Thinking back I realise that disappointment seems to be a well known companion of mine. I've heard of depression being described as the 'Black Dog' well I might describe disappointment as a 'Python' that constricts my ability to break out of the critical mindset and have a more open and accepting mind. Growing up I never felt I would amount to much, my parents seemed to look upon me as the joker in the family and I often felt I could never match up to their expectations of me – or is it that I felt they never actually had any expectations of me; I was never encouraged to stay on at school or go to university. There was never much talk of my future other than settling down and getting married. I never felt pushed to achieve (which could be a good thing...) and there was definitely no discussion around any dreams or desires I might have. I guess that could be the catalyst for why I find it quite difficult to set intentions because I'm not practiced in reaching for the stars. Everything I did as a young person was what I might call level headed. I never had a crush on a teacher at school (which quite a few of my friends did!) or a pop star (although I have to admit that David Bowie was, and still is, my hero!) because I knew it was never going to happen. I found it pointless to dream about something that was unobtainable/unachievable. My daydreams were filled with conversations I would have with real people around me, not with movie stars or people I knew for a fact I was never going to meet. I never even played with dolls and all the accessories that come with them; I remember I had a friend who had every Barbie and accompanying horse, house, car etc and who would play with them for ages – it just didn't make any sense to me. Obviously, I had a huge lack of imagination – my life was based in reality because I had to be aware of what was going on around me in order to keep myself, and at times my siblings, safe.
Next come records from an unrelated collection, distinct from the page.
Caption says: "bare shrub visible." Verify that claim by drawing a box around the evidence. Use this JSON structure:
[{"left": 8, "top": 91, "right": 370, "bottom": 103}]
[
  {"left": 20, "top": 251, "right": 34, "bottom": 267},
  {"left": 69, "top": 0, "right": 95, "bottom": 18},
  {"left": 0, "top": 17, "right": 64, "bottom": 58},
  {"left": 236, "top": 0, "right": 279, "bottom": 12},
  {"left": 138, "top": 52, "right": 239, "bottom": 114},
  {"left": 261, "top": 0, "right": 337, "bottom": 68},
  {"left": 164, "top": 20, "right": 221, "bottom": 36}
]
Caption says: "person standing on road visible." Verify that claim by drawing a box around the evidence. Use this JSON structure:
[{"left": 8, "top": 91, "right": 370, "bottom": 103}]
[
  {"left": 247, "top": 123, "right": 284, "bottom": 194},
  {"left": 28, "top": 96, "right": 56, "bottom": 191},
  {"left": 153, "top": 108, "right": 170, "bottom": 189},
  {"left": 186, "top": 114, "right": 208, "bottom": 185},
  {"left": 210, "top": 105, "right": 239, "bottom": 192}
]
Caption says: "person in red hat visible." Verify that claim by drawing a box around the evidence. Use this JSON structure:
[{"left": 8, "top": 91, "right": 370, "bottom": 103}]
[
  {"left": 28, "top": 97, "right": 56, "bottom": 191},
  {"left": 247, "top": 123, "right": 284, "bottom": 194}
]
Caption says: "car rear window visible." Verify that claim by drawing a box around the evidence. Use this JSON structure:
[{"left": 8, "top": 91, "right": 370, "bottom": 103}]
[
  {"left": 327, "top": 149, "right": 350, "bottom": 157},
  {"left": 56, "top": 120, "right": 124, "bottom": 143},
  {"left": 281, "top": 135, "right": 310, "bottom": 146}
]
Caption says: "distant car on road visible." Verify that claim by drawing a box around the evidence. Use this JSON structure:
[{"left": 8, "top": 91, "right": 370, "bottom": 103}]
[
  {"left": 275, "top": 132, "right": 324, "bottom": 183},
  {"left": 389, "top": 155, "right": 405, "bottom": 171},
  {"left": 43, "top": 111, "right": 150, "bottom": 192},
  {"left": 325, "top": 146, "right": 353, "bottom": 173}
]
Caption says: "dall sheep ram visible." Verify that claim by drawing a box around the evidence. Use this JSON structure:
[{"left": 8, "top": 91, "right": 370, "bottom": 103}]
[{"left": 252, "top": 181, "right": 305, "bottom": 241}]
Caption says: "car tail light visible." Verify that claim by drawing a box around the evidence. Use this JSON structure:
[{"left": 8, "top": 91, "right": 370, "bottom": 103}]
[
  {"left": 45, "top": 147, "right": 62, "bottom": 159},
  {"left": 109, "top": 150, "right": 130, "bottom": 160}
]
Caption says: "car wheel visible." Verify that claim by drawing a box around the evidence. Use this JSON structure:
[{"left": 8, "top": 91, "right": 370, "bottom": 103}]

And so, the notion of asking a higher being for anything at all I wanted seemed extremely foreign to me. I read about a person who put a cheque made out to themselves on their fridge for £25,000 with the total expectation that the full amount would come to them. Apparently (my dubiousness!) the money did materialise. So, ok, I thought I'd give it a go but then I questioned how I dare ask for this – it's too materialistic and I have no right to expect this kind of thing. I read about a person asking the angels to provide a parking space for them when they went shopping at a busy supermarket; and a space was available. Now that I could manage – and I do frequently ask for a parking space and I must say, there is always one available. And so I question, why I can ask for a parking space but not the £25,000. Perhaps it comes down to what I think I deserve. Well, I know I don't deserve disappointment all my life, but how do I uncoil myself from the constraints of the 'Python'?
Over the past few months, I've asked the universe for help on many occasions. Most of the time I haven't specified what kind of help I need but I've opened my heart to asking and waiting for something to happen. When I think back I am astounded at the help I have received. Often times this help has come from people I hardly know, and often times the generosity of my family and friends has been more than I would have expected. But help has manifested itself and with each recognition of this, the constraints weaken. I have been moved to tears by the thoughtfulness and support I am getting – sometimes it can be as simple as a quick message like “I'm thinking of you today and sending love”.
I have no doubt that there will still be disappointments to come and part of me welcomes them. In all things, there has to be light and dark – good and bad. Without the disappointments, I won't recognise the joys around me. It's ok for me to feel disappointment but it doesn't have to be my long term companion. I might have experienced my fair share of disappointment in my life but those moments pass and if I were to set any Intention for this coming year it would be this. “I accept the bad but won't be defined by it. I deserve good things, so I'll seek them out. I will embrace whatever comes my way and learn from it.”